Dalam Pengajian Ramadan 1445 H Pimpinan Wilayah Muhammadiyah (PWM) Jawa Tengah pada Sabtu (23/03), Ketua Umum Pimpinan Pusat Muhammadiyah Haedar Nashir mengatakan bahwa asal usul lahirnya dokumen Kepribadian Muhammadiyah tidak lain karena Muhammadiyah pernah terjun langsung dalam arena politik praktis. Waktu itu, Muhammadiyah menjadi anggota istimewa dari Partai Masyumi.

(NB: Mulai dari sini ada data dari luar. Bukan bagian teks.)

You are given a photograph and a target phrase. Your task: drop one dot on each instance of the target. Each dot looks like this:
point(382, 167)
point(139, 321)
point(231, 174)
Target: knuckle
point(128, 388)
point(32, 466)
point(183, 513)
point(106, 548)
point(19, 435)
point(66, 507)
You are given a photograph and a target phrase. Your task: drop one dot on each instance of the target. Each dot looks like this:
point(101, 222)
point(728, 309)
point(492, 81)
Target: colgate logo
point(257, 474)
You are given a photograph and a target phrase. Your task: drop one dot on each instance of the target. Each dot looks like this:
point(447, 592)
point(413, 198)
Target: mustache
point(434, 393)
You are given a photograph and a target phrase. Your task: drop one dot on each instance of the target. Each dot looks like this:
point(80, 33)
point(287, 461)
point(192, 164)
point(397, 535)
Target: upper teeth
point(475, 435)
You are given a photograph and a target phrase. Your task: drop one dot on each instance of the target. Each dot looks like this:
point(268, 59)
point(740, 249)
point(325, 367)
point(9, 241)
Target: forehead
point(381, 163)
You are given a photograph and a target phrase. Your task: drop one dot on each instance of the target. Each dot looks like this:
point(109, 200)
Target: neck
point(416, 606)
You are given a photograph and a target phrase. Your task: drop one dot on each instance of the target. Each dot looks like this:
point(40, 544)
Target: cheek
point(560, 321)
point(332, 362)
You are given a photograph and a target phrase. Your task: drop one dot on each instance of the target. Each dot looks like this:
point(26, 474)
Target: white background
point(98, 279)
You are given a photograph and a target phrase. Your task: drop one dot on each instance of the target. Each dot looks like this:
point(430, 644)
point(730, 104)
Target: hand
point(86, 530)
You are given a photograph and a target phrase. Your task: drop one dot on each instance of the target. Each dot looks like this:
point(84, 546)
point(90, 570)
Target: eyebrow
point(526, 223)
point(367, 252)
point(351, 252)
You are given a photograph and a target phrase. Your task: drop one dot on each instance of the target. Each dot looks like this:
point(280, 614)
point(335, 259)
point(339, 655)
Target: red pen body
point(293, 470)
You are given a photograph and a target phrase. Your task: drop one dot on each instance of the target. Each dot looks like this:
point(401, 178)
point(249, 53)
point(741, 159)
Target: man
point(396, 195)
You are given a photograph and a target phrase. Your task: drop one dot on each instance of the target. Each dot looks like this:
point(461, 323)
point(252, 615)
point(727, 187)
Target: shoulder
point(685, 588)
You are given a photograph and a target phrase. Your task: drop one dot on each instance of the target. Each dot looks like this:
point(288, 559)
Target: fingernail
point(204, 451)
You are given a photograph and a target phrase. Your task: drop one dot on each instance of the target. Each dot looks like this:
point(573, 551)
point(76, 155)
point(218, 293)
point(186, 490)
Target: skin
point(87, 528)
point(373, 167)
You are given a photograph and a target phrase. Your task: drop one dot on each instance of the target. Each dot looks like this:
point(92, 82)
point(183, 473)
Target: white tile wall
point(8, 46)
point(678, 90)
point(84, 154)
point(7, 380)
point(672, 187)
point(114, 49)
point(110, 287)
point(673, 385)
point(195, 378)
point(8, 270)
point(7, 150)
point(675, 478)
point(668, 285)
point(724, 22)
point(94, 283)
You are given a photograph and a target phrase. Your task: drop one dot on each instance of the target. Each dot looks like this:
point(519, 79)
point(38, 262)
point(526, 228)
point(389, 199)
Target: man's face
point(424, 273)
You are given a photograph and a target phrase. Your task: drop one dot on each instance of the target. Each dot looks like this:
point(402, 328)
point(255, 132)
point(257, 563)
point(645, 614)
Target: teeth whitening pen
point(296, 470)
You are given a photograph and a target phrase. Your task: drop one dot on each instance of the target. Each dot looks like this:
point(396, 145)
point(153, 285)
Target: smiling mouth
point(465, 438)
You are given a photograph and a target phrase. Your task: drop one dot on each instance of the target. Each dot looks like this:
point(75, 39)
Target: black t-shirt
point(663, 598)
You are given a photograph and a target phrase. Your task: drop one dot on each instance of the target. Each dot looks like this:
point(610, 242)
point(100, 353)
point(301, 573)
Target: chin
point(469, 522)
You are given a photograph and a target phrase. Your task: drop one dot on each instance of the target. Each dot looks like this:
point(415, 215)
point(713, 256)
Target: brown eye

“Muhammadiyah itu dulu menjadi anggota istimewa Masyumi. Masyumi adalah partai yang bersih, tapi tentu masih ada kekurangannya,” terang Haedar.
Haedar mengungkapkan mengapa pada tahun 1947 Sarekat Islam memilih keluar dari Partai Masyumi dan mendirikan Partai Sarekat Islam. Padahal, Muhammadiyah dan Sarekat Islam yang direpresentasikan oleh tokoh-tokohnya seperti HOS Cokroaminoto, Agus Salim, Ahmad Dahlan begitu dekat. Menurut Haedar, keluarnya Sarekat Islam dari Masyumi bukan semata-mata ideologis, melainkan karena terjadi dinamika dalam politik.
Pada tahun 1952, NU sebagai salah satu anggota istimewa Masyumi juga memilih keluar. Meski tanpa NU, kiprah Masyumi jalan terus. Kepergian NU membuat Muhammadiyah tampil menjadi kekuatan utama dan bahkan menjadi tulang punggung Masyumi. Pada saat itu Muhammadiyah identik sebagai gerakan politik ketimbang gerakan sosial keagamaan.
“Di saat itu akhirnya Muhammadiyah terbawa juga, akhirnya Kiai Fakih Usman yang juga Ketua Muhammadiyah dengan tim merumuskan Kepribadian Muhammadiyah,” ungkap Haedar.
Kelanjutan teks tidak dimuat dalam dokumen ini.